Interessante. Ce lo spiega meglio? «La crisi ha fatto sì che si vendesse “sul venduto”, non più a stock. I cantieri hanno cominciato a produrre in base agli ordini, hanno spesso ridimensionato strutture e soprattutto personale. Poi la domanda è gradualmente aumentata, del 10 e anche del 20%, e i cantieri si sono ritrovati non più strutturati per reggere i grandi numeri. Sono in affanno, l’attesa per gli armatori andava da 9 a 11 mesi. In più l’uragano ai Caraibi dello scorso anno e la distruzione della flotta charter ha costretto i cantieri a fornire nuove barche e l’attesa è salita a un anno e mezzo o due».

E qui entrano i giocatori d’azzardo come lei… «Ho pensato che per vendere barche, per fare l’imprenditore avevo bisogno del prodotto. Penso di aver visto lungo».

La gestione del rapporto con i cantieri,però, non deve essere semplice: «Verso una caparra del 20%. Ad esempio con Fountaine Pajot arrivo ad acquistare fino ad 8 catamarani. Poi a sei mesi della consegna il cantiere mi chiede come configurare la barca. Se non l’ho ancora venduta lo faccio sulla base della mia esperienza».

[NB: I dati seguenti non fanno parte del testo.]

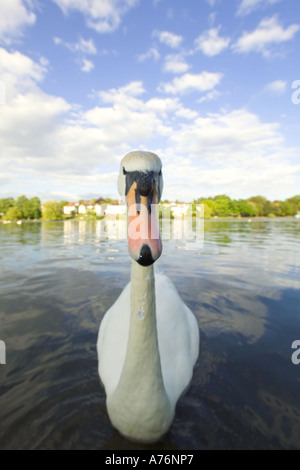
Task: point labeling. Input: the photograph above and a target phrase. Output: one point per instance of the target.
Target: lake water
(58, 279)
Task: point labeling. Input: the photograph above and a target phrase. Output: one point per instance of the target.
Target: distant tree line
(220, 206)
(257, 206)
(29, 209)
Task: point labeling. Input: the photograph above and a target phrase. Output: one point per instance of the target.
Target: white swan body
(147, 347)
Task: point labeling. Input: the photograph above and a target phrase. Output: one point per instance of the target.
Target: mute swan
(148, 340)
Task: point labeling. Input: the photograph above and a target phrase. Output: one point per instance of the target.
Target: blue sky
(206, 84)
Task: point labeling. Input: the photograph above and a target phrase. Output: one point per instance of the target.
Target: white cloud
(188, 83)
(169, 39)
(86, 65)
(210, 43)
(80, 48)
(228, 152)
(175, 63)
(14, 16)
(248, 6)
(278, 87)
(82, 45)
(152, 53)
(19, 72)
(268, 33)
(104, 16)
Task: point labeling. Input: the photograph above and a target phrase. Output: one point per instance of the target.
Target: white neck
(140, 407)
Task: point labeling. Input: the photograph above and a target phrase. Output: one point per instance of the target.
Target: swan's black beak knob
(145, 257)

Sembra un gioco piuttosto delicato, non solo azzardo, ci vuole anche parecchia esperienza. «Ma funziona, se sei capace. Ad esempio all’ultimo Salone di Düsseldorf ero l’unico ad avere catamarani in pronta consegna per questa primavera. Questo significa che il cliente può arrivare anche da più lontano e che si può trattare sul prezzo. Lo sconto, per l’armatore, è ovviamente più facile ottenerlo se è disposto ad aspettare due anni…».

In sintesi, la formula secondo Giovanni Tarantino: passione, spalle grosse, esperienza, coraggio. Non per tutti. «Vendere barche diventerà sempre di più un lavoro per pochi, in pochi possono avere un vero “magazzino”. E se non hai le barche non puoi venderle. Io personalmente ci metto sempre la mia faccia e la mia passione. E anche i miei soldi».